Kenoubi comments on Literature Review of Text AutoEncoders

Kenoubi 5 Mar 2025 20:05 UTC

1 point

Since it was kind of a pain to run, sharing these probably minimally interesting results. I tried encoding this paragraph from my comment:

I wonder how much information there is in those 1024-dimensional embedding vectors. I know you can jam an unlimited amount of data into infinite-precision floating point numbers, but I bet if you add Gaussian noise to them they still decode fine, and the magnitude of noise you can add before performance degrades would allow you to compute how many effective bits there are. (Actually, do people use this technique on latents in general? I’m sure either they do or they have something even better; I’m not a supergenius and this is a hobby for me, not a profession.) Then you could compare to existing estimates of text entropy, and depending on exactly how the embedding vectors are computed (they say 512 tokens of context but I haven’t looked at the details enough to know if there’s a natural way to encode more tokens than that; I remember some references to mean pooling, which would seem to extend to longer text just fine?), compare these across different texts.

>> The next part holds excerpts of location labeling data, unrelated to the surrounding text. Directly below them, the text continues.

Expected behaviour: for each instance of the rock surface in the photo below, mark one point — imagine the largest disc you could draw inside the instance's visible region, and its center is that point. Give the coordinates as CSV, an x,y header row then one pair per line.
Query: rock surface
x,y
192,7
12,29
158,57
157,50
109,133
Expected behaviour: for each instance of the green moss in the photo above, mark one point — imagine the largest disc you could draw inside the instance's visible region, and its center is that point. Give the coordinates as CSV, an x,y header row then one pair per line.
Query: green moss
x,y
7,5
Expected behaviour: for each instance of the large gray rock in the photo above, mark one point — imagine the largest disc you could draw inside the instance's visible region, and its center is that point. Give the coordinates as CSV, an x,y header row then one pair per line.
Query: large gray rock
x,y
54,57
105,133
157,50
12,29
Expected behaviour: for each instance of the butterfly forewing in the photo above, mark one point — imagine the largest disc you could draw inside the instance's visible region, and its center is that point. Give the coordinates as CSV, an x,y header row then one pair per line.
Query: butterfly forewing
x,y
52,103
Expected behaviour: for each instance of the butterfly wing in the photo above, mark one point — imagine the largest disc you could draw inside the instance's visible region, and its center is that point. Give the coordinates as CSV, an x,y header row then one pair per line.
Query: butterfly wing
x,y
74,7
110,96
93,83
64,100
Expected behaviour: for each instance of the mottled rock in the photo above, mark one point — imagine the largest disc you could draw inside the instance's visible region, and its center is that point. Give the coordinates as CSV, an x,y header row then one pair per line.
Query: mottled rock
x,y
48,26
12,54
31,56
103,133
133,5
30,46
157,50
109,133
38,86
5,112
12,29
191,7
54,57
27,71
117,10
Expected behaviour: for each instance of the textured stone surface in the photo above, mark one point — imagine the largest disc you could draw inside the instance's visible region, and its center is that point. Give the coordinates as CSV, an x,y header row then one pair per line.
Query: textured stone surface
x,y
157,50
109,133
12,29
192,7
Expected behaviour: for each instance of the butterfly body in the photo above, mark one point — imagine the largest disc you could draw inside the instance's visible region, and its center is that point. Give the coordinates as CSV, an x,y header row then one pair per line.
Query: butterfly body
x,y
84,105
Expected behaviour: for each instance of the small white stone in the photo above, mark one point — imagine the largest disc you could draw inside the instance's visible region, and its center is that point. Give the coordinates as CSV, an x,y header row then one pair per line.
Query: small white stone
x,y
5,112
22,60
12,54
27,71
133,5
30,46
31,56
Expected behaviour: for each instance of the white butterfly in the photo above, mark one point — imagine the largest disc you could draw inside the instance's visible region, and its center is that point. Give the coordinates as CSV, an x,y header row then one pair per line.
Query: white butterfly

with SONAR, breaking it up like this:

sentences = [
    'I wonder how much information there is in those 1024-dimensional embedding vectors.',
    'I know you can jam an unlimited amount of data into infinite-precision floating point numbers, but I bet if you add Gaussian noise to them they still decode fine, and the magnitude of noise you can add before performance degrades would allow you to compute how many effective bits there are.',
    '(Actually, do people use this technique on latents in general? I\'m sure either they do or they have something even better; I\'m not a supergenius and this is a hobby for me, not a profession.)',
    'Then you could compare to existing estimates of text entropy, and depending on exactly how the embedding vectors are computed (they say 512 tokens of context but I haven\'t looked at the details enough to know if there\'s a natural way to encode more tokens than that;',
    'I remember some references to mean pooling, which would seem to extend to longer text just fine?), compare these across different texts.']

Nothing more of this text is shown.